El barco, “semejante en esto a algunas mujeres excepcionales, era uno de esos seres cuya simple existencia es un deleite objetivo: uno siente la satisfacción de vivir en un mundo en que semejante criatura existe”. Son expresiones admirables, dignas de estar al lado de la fórmula que inventó san Agustín para indicar una relación amorosa: “Amo, volo ut sis” (amo, quiero que tú existas).
El escritor aclara, solícito: “aquella ilusión de vida y de personalidad que nos encanta en las más bellas obras humanas emanaba de sus formas”. En el sensual abrazo de esta descripción, al joven le parece que “nada habría podido igualar la plenitud de aquel momento, la ideal perfección de aquella emocionante experiencia que se me concedía sin la labor preliminar ni las desilusiones de una carrera oscura”.

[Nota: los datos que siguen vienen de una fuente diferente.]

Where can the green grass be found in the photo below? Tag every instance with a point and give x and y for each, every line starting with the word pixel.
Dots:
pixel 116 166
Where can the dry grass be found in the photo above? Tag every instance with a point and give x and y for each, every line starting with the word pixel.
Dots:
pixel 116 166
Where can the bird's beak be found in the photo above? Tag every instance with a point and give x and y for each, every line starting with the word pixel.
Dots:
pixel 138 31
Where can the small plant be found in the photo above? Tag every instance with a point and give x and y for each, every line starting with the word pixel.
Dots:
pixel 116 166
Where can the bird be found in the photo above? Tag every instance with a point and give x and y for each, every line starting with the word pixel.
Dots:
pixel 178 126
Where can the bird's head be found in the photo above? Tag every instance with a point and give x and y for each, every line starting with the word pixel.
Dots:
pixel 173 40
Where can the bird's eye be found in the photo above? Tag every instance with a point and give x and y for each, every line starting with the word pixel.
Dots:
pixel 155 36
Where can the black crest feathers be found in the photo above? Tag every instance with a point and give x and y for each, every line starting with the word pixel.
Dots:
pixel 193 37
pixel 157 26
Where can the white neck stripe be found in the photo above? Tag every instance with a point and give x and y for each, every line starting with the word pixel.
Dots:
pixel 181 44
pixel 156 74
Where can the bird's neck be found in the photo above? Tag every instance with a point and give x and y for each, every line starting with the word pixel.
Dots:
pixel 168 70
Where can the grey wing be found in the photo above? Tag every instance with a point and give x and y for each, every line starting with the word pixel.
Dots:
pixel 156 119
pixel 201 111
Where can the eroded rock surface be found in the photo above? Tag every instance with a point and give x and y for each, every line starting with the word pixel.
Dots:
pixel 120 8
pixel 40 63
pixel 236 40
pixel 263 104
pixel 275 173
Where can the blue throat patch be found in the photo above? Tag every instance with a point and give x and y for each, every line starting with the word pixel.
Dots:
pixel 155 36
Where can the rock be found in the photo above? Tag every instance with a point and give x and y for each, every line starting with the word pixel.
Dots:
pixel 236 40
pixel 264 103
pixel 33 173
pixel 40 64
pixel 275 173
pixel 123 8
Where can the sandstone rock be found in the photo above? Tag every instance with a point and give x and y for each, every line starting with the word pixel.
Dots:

El sutil umbral de la línea de sombra se ha franqueado, la novela de formación vira hacia la madurez y la tragedia, necesariamente hacia su cumplimiento. Las ilusiones arden ante la experiencia. A bordo de la nave se extiende con rapidez la fiebre amarilla, la navegación se suspende en una prolongada quietud.
Como advierte un verso de Baudelaire que sirve de epígrafe a la novela, la amenaza no proviene de la tempestad, sino de una “calme plat”, que es “como un anticipado sabor de destrucción”. La nave, casi inmóvil en la tórrida aura tropical, lleva consigo una carga mortal, como si encarnara la maldición del viejo capitán. Vuelve a plantearse el mito del Holandés Errante, el buque fantasma condenado a vagar por los mares sin esperanza del que habla la música de Wagner.
Envuelta en un “maldita encantamiento”, la nave parece moverse en direcciones ondulantes por “misteriosas corrientes”, por “una brisa variable y engañosa”. El joven capitán y el cocinero, los únicos indemnes por las fiebres, deben combatir el doble frente de la calma y la enfermedad. No queda más esperanza que la quinina, el antiguo fármaco que se utilizaba contra la malaria. Pero, consternado, el capitán se da cuenta de que se han acabado las provisiones, su predecesor la vendió a cambio de una cantidad considerable de dinero. La nave vaga en el océano como “una tumba flotante”. Todo está rodeado por una “noche absoluta”, como “las tinieblas anteriores a la creación”.
El joven capitán está solo, como “cada uno solo en su puesto”. Pero llega el “momento fatal”. Caen grandes gotas de lluvia, anuncio de una furiosa tempestad. Al borde del abismo, el comandante se prepara para la batalla contra las tinieblas. Luego, de nuevo la calma, una brisa ligera que vuelve a empujar la nave, ahora como guiada por un misterioso y por fin benévolo timonel. El equipaje está en “las manos de una providencia benévola y enérgica” y los marinos son puestos a salvo.
Como una perfecta novela de formación, el libro concluye afirmando que “un hombre tiene que aprenderlo todo”, con ecos que resuenan al rey Lear de Shakespeare: “ripeness is all” (la madurez lo es todo).